Working with student volunteers at the Co-Operation is something that Videl really enjoys.

“A handful of students identify as LGTBQI+. This experience gives them room to exist and helps them feel empowered as they support their community, helping to cope with food insecurity in Santa Cruz County,” Videl said.

Born and raised in Watsonville and Santa Cruz, Videl comes from a second-generation Mexican migrant working-class family.

“Growing up in the region and having direct experience as a person of color living in poverty and using various social services has played a direct role in how I navigate life, work and personal relationships, Videl said.
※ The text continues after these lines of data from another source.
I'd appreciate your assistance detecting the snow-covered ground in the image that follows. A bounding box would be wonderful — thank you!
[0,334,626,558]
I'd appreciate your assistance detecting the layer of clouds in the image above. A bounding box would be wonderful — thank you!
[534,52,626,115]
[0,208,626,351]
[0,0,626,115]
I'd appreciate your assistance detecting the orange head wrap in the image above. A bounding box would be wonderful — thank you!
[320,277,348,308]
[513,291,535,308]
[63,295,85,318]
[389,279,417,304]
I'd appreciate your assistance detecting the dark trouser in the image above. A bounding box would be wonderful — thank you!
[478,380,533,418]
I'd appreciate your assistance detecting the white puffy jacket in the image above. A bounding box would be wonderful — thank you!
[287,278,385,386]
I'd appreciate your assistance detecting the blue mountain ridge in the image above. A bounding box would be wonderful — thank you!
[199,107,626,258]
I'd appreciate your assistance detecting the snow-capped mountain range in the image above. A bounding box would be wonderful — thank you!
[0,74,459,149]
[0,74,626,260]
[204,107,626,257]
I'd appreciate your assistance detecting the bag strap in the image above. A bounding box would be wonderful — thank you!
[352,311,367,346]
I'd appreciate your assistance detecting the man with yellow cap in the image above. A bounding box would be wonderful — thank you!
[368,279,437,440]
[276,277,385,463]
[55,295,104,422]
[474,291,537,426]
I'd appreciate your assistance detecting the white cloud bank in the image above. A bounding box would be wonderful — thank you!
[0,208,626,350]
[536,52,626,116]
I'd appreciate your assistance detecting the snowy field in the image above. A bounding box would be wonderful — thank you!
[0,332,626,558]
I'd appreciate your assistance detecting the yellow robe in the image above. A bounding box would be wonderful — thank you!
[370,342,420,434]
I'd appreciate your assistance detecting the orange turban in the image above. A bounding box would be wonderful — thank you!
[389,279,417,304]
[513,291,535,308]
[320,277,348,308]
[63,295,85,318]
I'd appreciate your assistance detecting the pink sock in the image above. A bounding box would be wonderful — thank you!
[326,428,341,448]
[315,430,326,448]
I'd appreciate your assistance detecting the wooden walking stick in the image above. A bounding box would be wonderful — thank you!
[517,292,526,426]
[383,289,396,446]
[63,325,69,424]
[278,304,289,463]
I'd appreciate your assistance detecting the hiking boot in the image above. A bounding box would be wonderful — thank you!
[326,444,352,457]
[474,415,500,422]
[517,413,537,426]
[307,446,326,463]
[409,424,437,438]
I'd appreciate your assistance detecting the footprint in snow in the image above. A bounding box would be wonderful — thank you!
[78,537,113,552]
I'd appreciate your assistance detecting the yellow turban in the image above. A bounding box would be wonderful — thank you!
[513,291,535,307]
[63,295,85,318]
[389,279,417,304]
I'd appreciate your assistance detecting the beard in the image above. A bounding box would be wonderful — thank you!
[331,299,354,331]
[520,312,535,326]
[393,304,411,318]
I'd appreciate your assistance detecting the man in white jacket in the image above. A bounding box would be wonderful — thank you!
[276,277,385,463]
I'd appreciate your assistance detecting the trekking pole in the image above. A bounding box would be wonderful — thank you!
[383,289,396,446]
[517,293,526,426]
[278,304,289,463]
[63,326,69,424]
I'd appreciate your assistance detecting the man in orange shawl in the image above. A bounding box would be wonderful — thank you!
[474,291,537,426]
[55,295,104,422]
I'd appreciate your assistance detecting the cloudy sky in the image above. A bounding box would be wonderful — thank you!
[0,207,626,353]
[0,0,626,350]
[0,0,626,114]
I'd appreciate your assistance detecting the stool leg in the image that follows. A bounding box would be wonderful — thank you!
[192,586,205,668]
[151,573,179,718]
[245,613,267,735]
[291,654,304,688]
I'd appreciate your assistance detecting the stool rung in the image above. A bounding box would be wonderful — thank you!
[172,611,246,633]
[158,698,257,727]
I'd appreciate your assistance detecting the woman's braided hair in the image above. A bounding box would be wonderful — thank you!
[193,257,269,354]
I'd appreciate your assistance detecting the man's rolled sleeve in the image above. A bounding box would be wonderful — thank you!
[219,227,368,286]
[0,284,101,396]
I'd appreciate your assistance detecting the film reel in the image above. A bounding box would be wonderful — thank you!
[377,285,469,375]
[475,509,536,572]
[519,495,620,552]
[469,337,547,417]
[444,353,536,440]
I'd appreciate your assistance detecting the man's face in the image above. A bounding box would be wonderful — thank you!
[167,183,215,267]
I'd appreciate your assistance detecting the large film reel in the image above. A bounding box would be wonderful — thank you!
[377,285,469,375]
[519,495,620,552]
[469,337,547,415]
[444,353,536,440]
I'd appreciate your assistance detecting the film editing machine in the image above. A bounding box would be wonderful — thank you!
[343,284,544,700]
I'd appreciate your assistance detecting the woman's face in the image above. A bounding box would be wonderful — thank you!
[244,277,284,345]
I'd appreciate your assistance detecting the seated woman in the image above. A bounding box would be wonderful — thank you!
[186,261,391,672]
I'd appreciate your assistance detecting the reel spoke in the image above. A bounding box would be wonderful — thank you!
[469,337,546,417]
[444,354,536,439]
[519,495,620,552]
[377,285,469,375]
He is an active community volunteer.

“I do a lot of work related to elimination in the LGBTQI+ space that enhances and supports the advocacy of LGBTQI+ prisoners and raises awareness of the types of violence, transphobia and assault that prisoners experience during incarceration,” he said. “I host educational workshops, run a pen pal/snail mail program, and raise commissioned funds by hosting live entertainment, drag shows, art markets, and concerts in Watsonville and surrounding areas.”

Widel is excited about the cooperative’s future plans. “We look forward to growing our volunteer team and training PVUSD students and parents to drive full cooperation and support with food delivery here and at other food delivery sites,” she said.

In addition, a number of student-centered activities and resource fairs are planned at the PVUSD Family Engagement and Wellness Center.